Monday, August 31, 2009

My Book. Enough Said #4

Installment four of my book- a bit of background, if you please. Thanks for reading!

I grew up in a small coastal town in New England. Sounds ideal, right? It was if you lived there for about three months out of the year known as June, July and August. The remaining months consisted of a picture poster card brilliance, that people travel to the Northeast to see each year like clockwork. It is all about the bright bursting colors of gold, rusts and vibrant reds. The light in the fall is some call spectacular but in fact, my friend Erika and I have always joked that it is a cheap on-sale light. A blue light special if you will. The harsh dimness of the afternoon fall light is abrasive and only serves to spell out the long winter that stretches out menacingly. Then just as quick, it is nothing but the dark and brooding winter. The black, bare trees reach out starkly into the winter sky. A sky that is stone cold and gray for about four months out of the year. The muddy earth crackles with ice, slicking up the roads and adhering itself to the trees that weighs down their branches as much as the populations souls.

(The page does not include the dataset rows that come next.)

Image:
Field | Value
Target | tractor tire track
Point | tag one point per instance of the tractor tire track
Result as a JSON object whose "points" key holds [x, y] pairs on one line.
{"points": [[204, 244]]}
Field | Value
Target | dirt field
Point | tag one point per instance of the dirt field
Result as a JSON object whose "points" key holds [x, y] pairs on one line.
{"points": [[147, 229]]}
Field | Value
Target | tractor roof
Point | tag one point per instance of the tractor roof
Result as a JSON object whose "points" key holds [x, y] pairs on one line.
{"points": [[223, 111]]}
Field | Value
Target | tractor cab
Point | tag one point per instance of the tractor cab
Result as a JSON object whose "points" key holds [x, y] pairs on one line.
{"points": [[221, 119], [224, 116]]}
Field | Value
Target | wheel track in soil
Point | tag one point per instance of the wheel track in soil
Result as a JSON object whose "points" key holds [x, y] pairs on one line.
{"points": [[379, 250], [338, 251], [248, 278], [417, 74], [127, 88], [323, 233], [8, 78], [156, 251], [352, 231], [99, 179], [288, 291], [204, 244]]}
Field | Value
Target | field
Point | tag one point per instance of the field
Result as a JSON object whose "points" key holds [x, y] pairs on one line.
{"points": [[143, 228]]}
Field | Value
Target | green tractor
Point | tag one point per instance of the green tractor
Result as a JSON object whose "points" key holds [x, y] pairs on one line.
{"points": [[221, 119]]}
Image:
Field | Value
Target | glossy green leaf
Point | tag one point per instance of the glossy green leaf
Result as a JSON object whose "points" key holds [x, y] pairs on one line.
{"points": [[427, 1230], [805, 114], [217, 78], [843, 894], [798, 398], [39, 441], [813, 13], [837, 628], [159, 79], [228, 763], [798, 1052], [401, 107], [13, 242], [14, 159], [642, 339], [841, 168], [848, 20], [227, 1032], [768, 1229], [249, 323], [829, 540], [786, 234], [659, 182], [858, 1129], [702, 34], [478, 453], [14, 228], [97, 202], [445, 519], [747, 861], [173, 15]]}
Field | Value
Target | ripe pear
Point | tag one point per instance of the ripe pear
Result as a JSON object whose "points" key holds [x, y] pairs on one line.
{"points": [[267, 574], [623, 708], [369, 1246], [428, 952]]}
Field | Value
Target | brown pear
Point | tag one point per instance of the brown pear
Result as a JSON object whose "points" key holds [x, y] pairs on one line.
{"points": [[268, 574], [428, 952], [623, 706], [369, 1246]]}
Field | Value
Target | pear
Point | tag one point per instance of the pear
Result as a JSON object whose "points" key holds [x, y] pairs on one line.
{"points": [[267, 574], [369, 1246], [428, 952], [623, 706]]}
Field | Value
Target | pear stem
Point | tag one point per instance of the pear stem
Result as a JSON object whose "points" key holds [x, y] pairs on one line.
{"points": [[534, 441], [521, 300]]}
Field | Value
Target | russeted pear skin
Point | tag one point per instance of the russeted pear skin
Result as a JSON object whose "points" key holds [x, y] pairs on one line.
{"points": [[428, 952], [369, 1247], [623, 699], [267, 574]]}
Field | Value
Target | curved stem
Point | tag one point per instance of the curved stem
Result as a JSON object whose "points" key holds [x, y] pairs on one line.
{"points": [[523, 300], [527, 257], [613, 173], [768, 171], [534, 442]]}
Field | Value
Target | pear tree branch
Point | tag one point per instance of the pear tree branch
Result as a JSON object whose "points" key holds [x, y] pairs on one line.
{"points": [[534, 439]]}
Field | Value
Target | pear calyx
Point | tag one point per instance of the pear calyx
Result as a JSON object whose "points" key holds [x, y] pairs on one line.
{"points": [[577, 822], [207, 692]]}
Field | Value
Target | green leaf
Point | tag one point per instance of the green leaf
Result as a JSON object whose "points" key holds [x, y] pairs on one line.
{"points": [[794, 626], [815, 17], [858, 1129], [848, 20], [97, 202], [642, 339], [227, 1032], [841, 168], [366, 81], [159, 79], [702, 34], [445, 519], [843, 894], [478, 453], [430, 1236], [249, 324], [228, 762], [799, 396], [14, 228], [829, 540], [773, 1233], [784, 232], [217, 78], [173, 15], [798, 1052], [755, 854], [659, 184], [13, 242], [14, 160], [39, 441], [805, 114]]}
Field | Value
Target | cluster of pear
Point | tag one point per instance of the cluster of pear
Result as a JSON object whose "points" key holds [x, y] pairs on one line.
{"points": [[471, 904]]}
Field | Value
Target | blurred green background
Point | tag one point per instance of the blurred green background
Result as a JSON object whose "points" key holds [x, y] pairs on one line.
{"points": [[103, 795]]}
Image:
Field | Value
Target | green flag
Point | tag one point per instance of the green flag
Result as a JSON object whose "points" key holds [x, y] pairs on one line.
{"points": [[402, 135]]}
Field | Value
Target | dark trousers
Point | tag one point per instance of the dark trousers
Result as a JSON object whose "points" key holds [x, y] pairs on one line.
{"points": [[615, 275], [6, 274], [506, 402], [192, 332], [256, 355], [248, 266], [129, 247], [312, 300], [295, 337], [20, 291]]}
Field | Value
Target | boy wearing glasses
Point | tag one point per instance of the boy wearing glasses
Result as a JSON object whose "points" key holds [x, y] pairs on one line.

Summer, is the main reason people choose to live in my town. Summer is also the only thing I found redeeming about it. Growing up, I loved the summer in New England more than anything and not just for the Alice Cooper “schools out forever” feeling. Here in my seaside town beautiful, undisturbed beaches with pale yellow sand sprawl out for hundreds of miles. The sand can be so soft that one does not mind searing feeling it gives your feet on a hot July day. Erika and I would bike around town stopping at little stores to grab junk food like Twinkies, Salt & Vinegar potato chips with lime seltzer to be exact, and stare at the natives. I don’t think we ever once stopped to consider the fact that, we ourselves, were natives too. We would park our bikes, sit on a curb or bench and plan and just stew for hours and talk. It was usually about one thing- how we were going to get out of this one horse town. We would while away the long summer days on the beach listening to the seagulls caw while pouring through Seventeen magazine, and hearing the raw deep green sea pounding into the sands in the background. We spent numerous nights camping out on the dunes and building campfires with our friends. We always with one eye on the future like a pinpoint of light that we could see in the distance. Erika and I felt like we had big plans.